Netanyahu's ambiguity

In setting out his conditions for the creation of a Palestinian state, Netanyahu left many questions unanswered.

Netanyahu Somber Speech 311 (photo credit: Moshe Milner / GPO)
Netanyahu Somber Speech 311
(photo credit: Moshe Milner / GPO)
‘Ambiguous’ is perhaps the best description of Prime Minister Binyamin Netanyahu’s speech to the Knesset on Monday. In setting out his conditions for the creation of a Palestinian state, Netanyahu left many questions unanswered. He emphasized the inviolability of large settlement blocs. But he refrained from clarifying what constitutes a settlement bloc. Nor did he clarify the fate of tens of thousands of law-abiding citizens who under state authorization live in settlements not included in these blocs. Netanyahu reiterated the need for an Israeli military presence in the Jordan Valley along the border. But he did not say whether settlements in that area would stay put, alarming those Israelis who have resided in the valley for the past four decades. The prime minister talked of a unified Jerusalem. But he did not say what would be the status of predominantly Arab neighborhoods in the capital.
Netanyahu’s ambiguity is the result of a desire to avoid a coalition crisis with his right-wing partners while keeping open the outside chance of resolving the conflict with the Palestinians and thus averting an international diplomatic crisis come September, when the UN General Assembly is expected to vote on a declaration recognizing a Palestinian state along the 1949 armistice lines.
The Palestinian leadership has given Netanyahu little reason to be more explicitly forthcoming. Palestinian Authority President Mahmoud Abbas squandered a 10- month building moratorium imposed by Netanyahu under US pressure last year, refusing to negotiate until Month 10. Now, there are claims Abbas would be willing to postpone the push for a UN declaration in exchange for a three-month building freeze, a less-than credible assertion given the previous experience, and irrelevant since Netanyahu has made plain he will not negotiate so long as Abbas maintains the new “unity” partnership with Hamas.
If the “reconciliation” deal showed Abbas capitulating, willingly or otherwise, to extremists committed to destroying Israel, his recent rhetoric marks a further departure from the parameters of potential partnership with Israel.
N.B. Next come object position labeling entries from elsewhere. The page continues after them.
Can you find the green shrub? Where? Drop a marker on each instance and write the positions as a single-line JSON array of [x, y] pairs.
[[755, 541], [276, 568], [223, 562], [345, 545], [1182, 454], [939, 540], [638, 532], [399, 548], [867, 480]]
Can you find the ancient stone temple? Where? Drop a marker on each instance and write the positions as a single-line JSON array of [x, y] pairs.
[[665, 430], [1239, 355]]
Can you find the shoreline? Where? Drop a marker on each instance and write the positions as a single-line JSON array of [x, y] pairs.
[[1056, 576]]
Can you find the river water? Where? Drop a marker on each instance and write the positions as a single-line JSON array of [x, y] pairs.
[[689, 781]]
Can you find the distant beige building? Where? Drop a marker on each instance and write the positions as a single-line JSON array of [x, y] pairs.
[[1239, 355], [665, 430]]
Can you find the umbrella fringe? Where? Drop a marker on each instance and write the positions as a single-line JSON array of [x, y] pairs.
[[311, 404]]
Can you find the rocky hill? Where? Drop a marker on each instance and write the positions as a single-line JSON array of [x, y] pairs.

The “Palestine Papers,” leaked in January to Al-Jazeera, indicated a willingness by Abbas to resolve Palestinian refugee claims in a new Palestine rather than insisting on the impossible demand for a “right of return” for millions to Israel. “On numbers of refugees, it is illogical to ask Israel to take 5 million, or even 1 million – that would mean the end of Israel,” he was quoted as saying. There was also an apparent willingness to recognize most Jewish neighborhoods in east Jerusalem. The Palestinians’ overall positions on settlements and land swaps, as revealed in those leaks from their negotiations with the Olmert government, were not hugely encouraging, falling short of the widely assumed framework for a territorial accommodation. But they did form the basis for continued dialogue.
Yet when these positions were leaked, PA officials were livid, claiming alternatively that the reports were “lies,” “misrepresentations” and/or part of a conspiracy theory to bring down the PA. And since then, Abbas has hardened – intensifying international outreach in support of unilateral statehood (a path, that is, to independence without reconciliation), partnering with Hamas, recommitting to the “right of return” and, this week, firmly supporting “Nakba Day” riots against sovereign Israel, praising those who were killed (mostly, it would seem by Lebanese forces) trying to overrun Israel’s borders as “martyrs.”
In an op-ed that appeared in Tuesday’s New York Times Abbas carefully distorted the history of the conflict, including by neglecting to mention that it was the Palestinians’ rejection of the 1947 UN partition plan that prevented the creation of a Palestinian state. He demanded that, come September, the international community keep “the promise it made to us six decades ago” and ensure “that a just resolution for Palestinian refugees is put into effect,” as though it had been the “international community” and not the Palestinians themselves who failed, and continue to fail, to internalize the Jewish nation’s right to statehood and thus to make the necessary compromises for coexistence.
Netanyahu's vagueness is not helpful to Israel’s broader interests: In the absence of a detailed Israeli initiative, or at least a more specific delineation of red-lines, the international community lacks a clear sense of what Israel considers its vital needs, and the temptation grows to impose terms that, by definition, will be more problematic than those Israel would set for itself. Yet in the climate created by Abbas’s increasingly rejectionist tilt, it is no great surprise that Netanyahu opted for maximal ambivalence and minimal internal coalition friction.
It is to be hoped that he offers more details of what he regards as Israel’s vital needs in his various addresses and meetings in Washington in the coming days.